Participation by CC residents in decision making has enabled the implementation of important initiatives such as the IDP-led hygiene and water committees. Recreational activities for children and the provision of psychosocial support are also crucial aspects. In partnership with WFP, daily food rations are provided to residents and water supplies are trucked by UNRWA, municipalities and contractors to the CCs. With winter approaching, the current challenges faced by the CCMU are to ensure that all IDPs have adequate warm clothing, bedding, food and water.

Other initiatives implemented by the CCMU include the development of protection guidelines on issues such as the acceptance and registration of new IDPs, while considering vulnerabilities, access to facilities and services, and the prevention of violence.

UNRWA has been working in coordination with the National Consensus Government and UNDP to complete shelter assessments of all damaged and destroyed homes in the Gaza Strip. The Agency has commenced disbursement of transitional shelter cash assistance (TSCA) to affected families, including those who reside in the CCs. UNRWA estimates that the cost of TSCA per large family for 24 months is approximately US$6,000.

UNRWA is currently seeking $1.6 billion for emergency relief, early recovery and reconstruction priorities in the Gaza Strip.[2]

Family at an UNRWA Collective Centre awaits house reconstruction

Afaf and two of her nine children at the UNRWA Collective Centre. Photo by UNRWAAon and Afaf Abu Ajwa, together with their seven sons and two daughters (aged 11 to 22), were forced to evacuate their home in Ash Shuja’iyeh neighbourhood in eastern Gaza City, which was severely damaged in mid-July. They took refuge at an UNRWA shelter in Daraj school.

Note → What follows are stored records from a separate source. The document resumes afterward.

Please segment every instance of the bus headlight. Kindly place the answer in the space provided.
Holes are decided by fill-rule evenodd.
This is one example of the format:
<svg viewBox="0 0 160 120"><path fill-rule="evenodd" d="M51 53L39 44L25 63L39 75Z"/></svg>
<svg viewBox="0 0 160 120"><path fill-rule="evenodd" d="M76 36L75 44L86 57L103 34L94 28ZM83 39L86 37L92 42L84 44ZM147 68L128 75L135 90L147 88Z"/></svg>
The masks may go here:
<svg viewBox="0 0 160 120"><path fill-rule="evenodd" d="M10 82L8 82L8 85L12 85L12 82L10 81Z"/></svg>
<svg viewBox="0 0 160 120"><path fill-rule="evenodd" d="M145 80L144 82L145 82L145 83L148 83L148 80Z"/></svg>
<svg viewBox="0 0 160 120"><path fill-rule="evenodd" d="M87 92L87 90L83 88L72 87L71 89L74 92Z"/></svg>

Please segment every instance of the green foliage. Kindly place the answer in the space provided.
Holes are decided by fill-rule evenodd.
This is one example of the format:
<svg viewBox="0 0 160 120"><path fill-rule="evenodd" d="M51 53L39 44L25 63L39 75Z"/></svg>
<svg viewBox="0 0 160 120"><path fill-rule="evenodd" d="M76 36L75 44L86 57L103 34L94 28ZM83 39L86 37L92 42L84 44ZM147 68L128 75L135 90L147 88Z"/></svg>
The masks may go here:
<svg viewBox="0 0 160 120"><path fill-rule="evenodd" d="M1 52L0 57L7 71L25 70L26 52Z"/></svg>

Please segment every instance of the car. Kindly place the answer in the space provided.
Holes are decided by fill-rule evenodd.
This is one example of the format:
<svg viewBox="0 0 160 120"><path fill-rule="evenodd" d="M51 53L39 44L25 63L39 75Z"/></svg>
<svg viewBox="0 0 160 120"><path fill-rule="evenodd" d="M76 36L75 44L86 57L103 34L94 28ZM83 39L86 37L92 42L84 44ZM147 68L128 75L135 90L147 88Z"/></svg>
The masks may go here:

The terrifying ordeal was made worse when the family realized that their son, Imad, was missing. “I could not eat or sleep; I realized that we had left our son behind in the demolished house,” said 42 year old Afaf. “My husband and I took advantage of the first humanitarian truce and approached the home to look for him. We found him alive under the rubble, scared but unharmed.”

When the ceasefire was announced on 26 August, the family had no home to return to. Aon’s job as a bus driver for kindergarten children was also affected as the bus was damaged beyond repair.

The family moved to an UNRWA Collective Centre at Zaitoun Elementary School “B” at the beginning of September. “Life here is difficult despite the support and aid we receive… we really hope to move out and rebuild our home. It is difficult to locate an apartment for rent for 11 people,” said Afaf.

The family have since had their damaged home assessed and are now awaiting the results. They expect to receive a shelter assistance package soon.


[1] CCs are defined as “pre-existing buildings and structures used for the collective and communal settlement of a displaced population in the event of conflict or natural disaster”. See Shelter Cluster’s UNHCR and IOM Collective Centre guidance.